# Cell phone charger



## SelectFlorida (May 19, 2015)

As an Uber driver, I wanted something that customers could use in the vehicle to charge their phones without being able to take my cord. I am designing a cell phone charger that could plug into the cigarette lighter in the console or dash, hang on the back seat, have a card holder in it, and have three different cables, one for micro usb, and one for the new iPhone and one for the older model iPhones. It could have a USB port for customers that might have proprietary tablet cords also. What kinds of things would you like to see in a cell phone charger? Would you like to have an area to put mints, or gum? Would you buy something like this? Why or why not? What kind of price do you think would be reasonable for this "built in the USA" product with only the best material and a guarantee?


----------



## haji (Jul 17, 2014)

A place for riders tips.


----------



## mandreyka (Sep 25, 2015)

How about a gum ball machine that mounts on the head rest


----------



## SelectFlorida (May 19, 2015)

haji said:


> A place for riders tips.


That is a good idea. Do you think it would need some kind of lock on it?


----------



## boredwithitall (Oct 12, 2015)

Oh . so basically you want to design something like this? http://www.amazon.com/dp/B0105GSM80/?tag=ubne0c-20


----------



## ChicagoHeat12 (May 6, 2015)

SelectFlorida said:


> As an Uber driver, I wanted something that customers could use in the vehicle to charge their phones without being able to take my cord. I am designing a cell phone charger that could plug into the cigarette lighter in the console or dash, hang on the back seat, have a card holder in it, and have three different cables, one for micro usb, and one for the new iPhone and one for the older model iPhones. It could have a USB port for customers that might have proprietary tablet cords also. What kinds of things would you like to see in a cell phone charger? Would you like to have an area to put mints, or gum? Would you buy something like this? Why or why not? What kind of price do you think would be reasonable for this "built in the USA" product with only the best material and a guarantee?

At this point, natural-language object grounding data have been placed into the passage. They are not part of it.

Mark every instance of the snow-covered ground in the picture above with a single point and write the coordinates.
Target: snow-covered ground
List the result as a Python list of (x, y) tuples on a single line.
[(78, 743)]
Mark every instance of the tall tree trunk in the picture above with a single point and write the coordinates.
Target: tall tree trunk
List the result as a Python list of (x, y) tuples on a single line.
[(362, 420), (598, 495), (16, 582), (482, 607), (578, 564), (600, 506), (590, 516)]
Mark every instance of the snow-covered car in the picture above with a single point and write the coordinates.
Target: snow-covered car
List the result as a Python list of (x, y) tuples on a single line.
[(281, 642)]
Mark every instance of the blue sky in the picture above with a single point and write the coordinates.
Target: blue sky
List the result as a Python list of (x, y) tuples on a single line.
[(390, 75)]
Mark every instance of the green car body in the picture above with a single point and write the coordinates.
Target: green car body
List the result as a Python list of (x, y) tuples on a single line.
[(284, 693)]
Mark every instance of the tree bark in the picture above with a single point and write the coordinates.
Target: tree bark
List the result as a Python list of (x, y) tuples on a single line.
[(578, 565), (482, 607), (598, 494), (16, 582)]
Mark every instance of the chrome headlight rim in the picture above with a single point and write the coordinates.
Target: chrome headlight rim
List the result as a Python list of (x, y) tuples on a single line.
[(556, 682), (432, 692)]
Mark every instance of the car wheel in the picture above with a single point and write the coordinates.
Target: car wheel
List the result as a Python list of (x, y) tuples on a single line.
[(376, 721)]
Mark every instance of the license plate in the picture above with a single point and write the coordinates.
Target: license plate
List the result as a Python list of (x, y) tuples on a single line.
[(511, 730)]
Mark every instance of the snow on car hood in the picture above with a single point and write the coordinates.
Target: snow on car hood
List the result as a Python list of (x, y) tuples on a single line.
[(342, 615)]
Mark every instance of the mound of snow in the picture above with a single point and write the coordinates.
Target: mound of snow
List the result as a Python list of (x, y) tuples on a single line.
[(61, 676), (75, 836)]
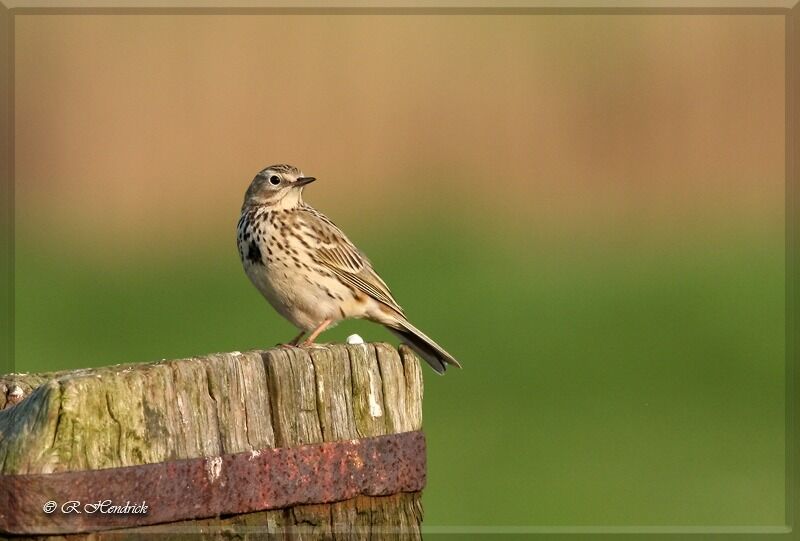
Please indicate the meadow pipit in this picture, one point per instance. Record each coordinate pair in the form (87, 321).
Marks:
(308, 269)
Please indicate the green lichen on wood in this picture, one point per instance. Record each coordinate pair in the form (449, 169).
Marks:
(224, 403)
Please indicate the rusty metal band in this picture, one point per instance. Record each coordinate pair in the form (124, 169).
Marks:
(212, 486)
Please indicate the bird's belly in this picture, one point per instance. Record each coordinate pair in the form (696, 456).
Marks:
(301, 297)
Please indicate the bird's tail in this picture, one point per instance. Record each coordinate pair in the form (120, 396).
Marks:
(426, 348)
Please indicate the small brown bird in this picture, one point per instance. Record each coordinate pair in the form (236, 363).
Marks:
(308, 269)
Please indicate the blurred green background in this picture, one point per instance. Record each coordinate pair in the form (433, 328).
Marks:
(587, 211)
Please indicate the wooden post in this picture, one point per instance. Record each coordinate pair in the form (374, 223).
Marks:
(130, 415)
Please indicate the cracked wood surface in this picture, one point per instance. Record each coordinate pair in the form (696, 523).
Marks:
(136, 414)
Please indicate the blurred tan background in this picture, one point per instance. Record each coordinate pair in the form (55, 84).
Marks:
(145, 121)
(587, 211)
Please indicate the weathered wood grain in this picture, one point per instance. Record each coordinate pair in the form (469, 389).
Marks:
(224, 403)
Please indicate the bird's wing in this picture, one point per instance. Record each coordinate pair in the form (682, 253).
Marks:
(335, 251)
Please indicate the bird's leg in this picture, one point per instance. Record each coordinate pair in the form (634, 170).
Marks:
(294, 342)
(296, 339)
(316, 332)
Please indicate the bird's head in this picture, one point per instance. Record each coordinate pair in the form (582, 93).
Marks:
(279, 186)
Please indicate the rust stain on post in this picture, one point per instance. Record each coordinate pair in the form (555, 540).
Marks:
(213, 486)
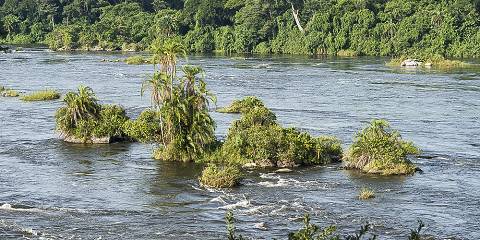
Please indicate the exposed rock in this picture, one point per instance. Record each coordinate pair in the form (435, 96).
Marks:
(261, 226)
(250, 165)
(411, 63)
(284, 170)
(102, 140)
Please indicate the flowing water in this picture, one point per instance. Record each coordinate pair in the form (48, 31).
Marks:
(53, 190)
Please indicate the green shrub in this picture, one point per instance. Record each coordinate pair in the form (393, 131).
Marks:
(379, 149)
(137, 60)
(9, 93)
(43, 95)
(111, 121)
(347, 53)
(257, 138)
(435, 61)
(243, 105)
(221, 176)
(84, 119)
(366, 193)
(146, 128)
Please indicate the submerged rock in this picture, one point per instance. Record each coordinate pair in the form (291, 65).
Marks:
(411, 63)
(250, 165)
(284, 170)
(93, 140)
(261, 226)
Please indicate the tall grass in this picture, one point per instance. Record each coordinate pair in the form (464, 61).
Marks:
(43, 95)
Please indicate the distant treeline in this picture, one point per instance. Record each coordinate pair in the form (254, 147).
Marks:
(449, 28)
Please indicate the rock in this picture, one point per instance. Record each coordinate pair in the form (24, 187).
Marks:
(261, 226)
(284, 170)
(103, 140)
(411, 63)
(5, 49)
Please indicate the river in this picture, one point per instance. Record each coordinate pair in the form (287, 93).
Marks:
(53, 190)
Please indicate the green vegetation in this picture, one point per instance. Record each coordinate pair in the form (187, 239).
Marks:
(366, 193)
(256, 138)
(84, 120)
(344, 28)
(381, 150)
(435, 61)
(221, 176)
(8, 93)
(137, 60)
(242, 106)
(311, 231)
(181, 105)
(43, 95)
(146, 128)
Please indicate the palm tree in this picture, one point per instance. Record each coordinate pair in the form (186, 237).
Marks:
(81, 105)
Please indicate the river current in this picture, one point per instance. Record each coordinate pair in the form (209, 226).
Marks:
(53, 190)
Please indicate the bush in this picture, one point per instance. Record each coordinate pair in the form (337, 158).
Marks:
(366, 193)
(43, 95)
(221, 176)
(9, 93)
(84, 119)
(243, 105)
(257, 138)
(146, 128)
(137, 60)
(379, 149)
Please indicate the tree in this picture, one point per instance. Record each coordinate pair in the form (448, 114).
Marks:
(10, 22)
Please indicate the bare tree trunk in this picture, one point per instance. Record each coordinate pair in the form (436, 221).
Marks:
(297, 19)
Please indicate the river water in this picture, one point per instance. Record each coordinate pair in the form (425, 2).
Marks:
(53, 190)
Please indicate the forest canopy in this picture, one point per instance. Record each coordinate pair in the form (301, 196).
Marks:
(448, 28)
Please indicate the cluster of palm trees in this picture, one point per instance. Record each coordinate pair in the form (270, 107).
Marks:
(81, 105)
(181, 104)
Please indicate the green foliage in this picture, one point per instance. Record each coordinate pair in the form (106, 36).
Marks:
(257, 138)
(415, 233)
(230, 221)
(226, 176)
(146, 128)
(379, 149)
(83, 118)
(242, 106)
(311, 231)
(366, 193)
(435, 61)
(181, 104)
(344, 28)
(137, 60)
(42, 96)
(6, 92)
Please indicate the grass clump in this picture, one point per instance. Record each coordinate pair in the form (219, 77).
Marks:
(43, 95)
(5, 92)
(434, 61)
(83, 119)
(146, 128)
(243, 105)
(257, 139)
(379, 149)
(366, 193)
(221, 176)
(347, 53)
(137, 60)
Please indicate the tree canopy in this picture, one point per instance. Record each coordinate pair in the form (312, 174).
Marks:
(448, 28)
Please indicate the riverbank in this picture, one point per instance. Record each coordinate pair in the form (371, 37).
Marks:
(120, 190)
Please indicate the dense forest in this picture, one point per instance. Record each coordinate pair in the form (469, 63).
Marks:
(448, 28)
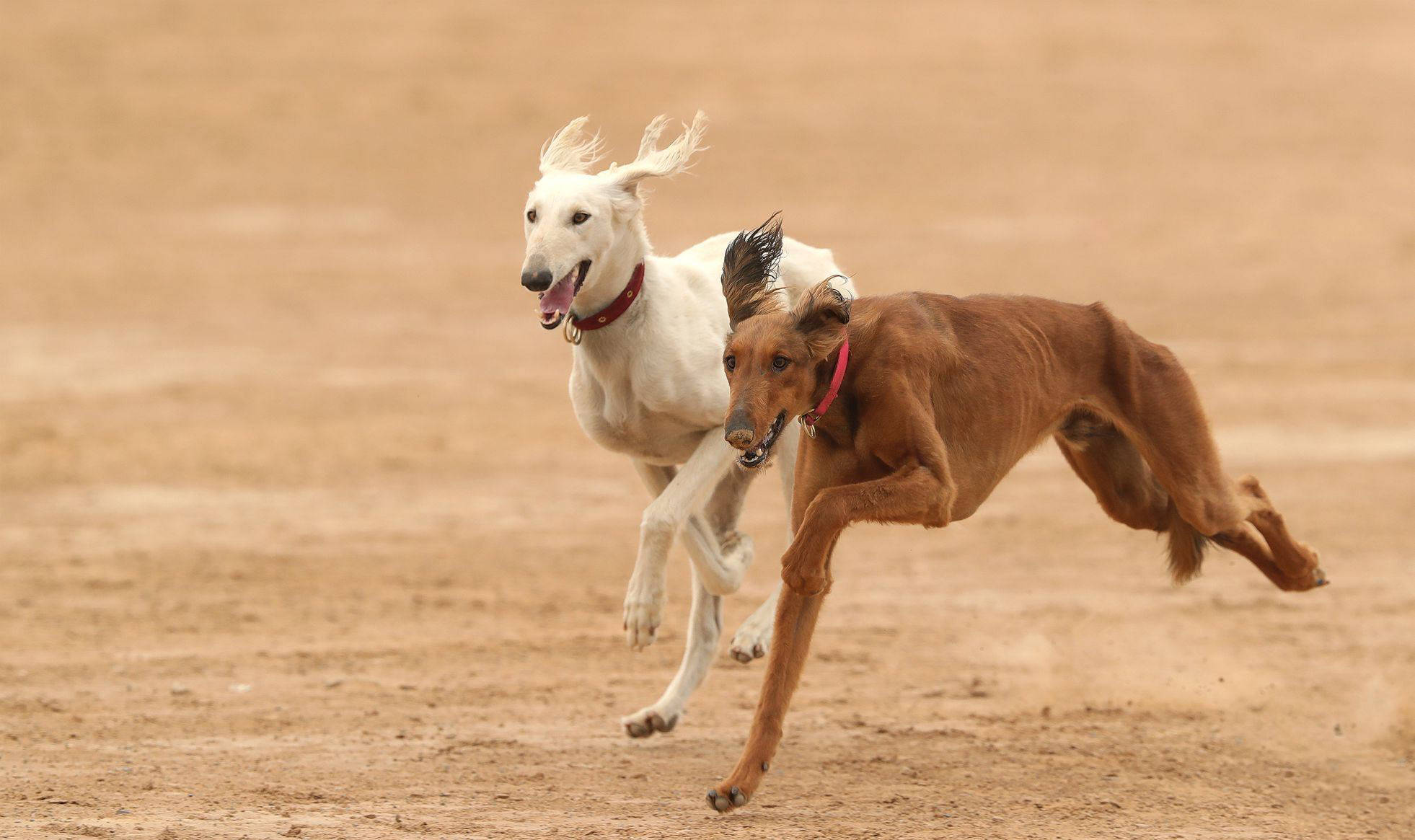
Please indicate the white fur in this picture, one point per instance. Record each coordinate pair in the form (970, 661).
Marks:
(651, 385)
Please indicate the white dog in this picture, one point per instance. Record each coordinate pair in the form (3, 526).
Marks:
(647, 381)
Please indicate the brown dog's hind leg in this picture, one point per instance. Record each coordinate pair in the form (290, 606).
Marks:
(1295, 562)
(790, 644)
(1127, 490)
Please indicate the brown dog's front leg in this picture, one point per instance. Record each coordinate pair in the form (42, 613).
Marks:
(790, 642)
(912, 495)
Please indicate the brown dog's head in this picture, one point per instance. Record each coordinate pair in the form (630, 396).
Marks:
(776, 360)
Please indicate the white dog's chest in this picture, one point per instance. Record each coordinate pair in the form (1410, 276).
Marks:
(632, 419)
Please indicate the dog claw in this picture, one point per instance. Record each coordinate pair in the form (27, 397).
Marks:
(644, 723)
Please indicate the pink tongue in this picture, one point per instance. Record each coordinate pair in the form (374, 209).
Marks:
(559, 296)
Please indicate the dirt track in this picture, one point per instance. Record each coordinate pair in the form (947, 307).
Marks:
(298, 529)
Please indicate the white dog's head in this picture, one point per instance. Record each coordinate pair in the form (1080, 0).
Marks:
(573, 218)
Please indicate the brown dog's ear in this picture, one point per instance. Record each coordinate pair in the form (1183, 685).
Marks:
(821, 316)
(747, 269)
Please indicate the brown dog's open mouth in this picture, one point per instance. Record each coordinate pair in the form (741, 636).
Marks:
(757, 456)
(555, 301)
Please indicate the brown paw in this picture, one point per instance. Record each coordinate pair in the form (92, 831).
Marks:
(725, 798)
(1313, 578)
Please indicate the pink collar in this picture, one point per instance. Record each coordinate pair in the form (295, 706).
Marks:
(813, 416)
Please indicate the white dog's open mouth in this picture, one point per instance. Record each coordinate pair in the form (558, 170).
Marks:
(756, 457)
(555, 301)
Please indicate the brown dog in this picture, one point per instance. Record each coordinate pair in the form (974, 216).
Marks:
(940, 398)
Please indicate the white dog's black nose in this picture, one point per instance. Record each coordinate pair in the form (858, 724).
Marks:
(537, 280)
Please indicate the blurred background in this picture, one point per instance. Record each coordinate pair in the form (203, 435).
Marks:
(299, 535)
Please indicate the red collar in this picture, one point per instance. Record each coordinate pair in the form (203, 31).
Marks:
(616, 309)
(811, 417)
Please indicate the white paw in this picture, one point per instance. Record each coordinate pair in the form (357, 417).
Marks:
(643, 614)
(738, 552)
(753, 638)
(645, 722)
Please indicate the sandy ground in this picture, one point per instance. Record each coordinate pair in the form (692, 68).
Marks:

Honestly, you're doing way too much. As long your your car is clean and you are courteous then you'll likely get a 5 anyway. No need to spend brain power or capital that you can't recoup.


----------



## RockinEZ (Apr 29, 2015)

Go to the dollar store and buy two iPhone 5 cords.They are the same as iPhone 6, but they can't sell 'em well with the iPhone 5 labeling so off to the dollar store they went.
Get a couple of Android USB cords.
Buy 2 cigarette lighter power supplies.
$6 and you are covered. If they steal one, no big deal. It was a buck.

Generally only iPhone 6 users will ask for a charge.


----------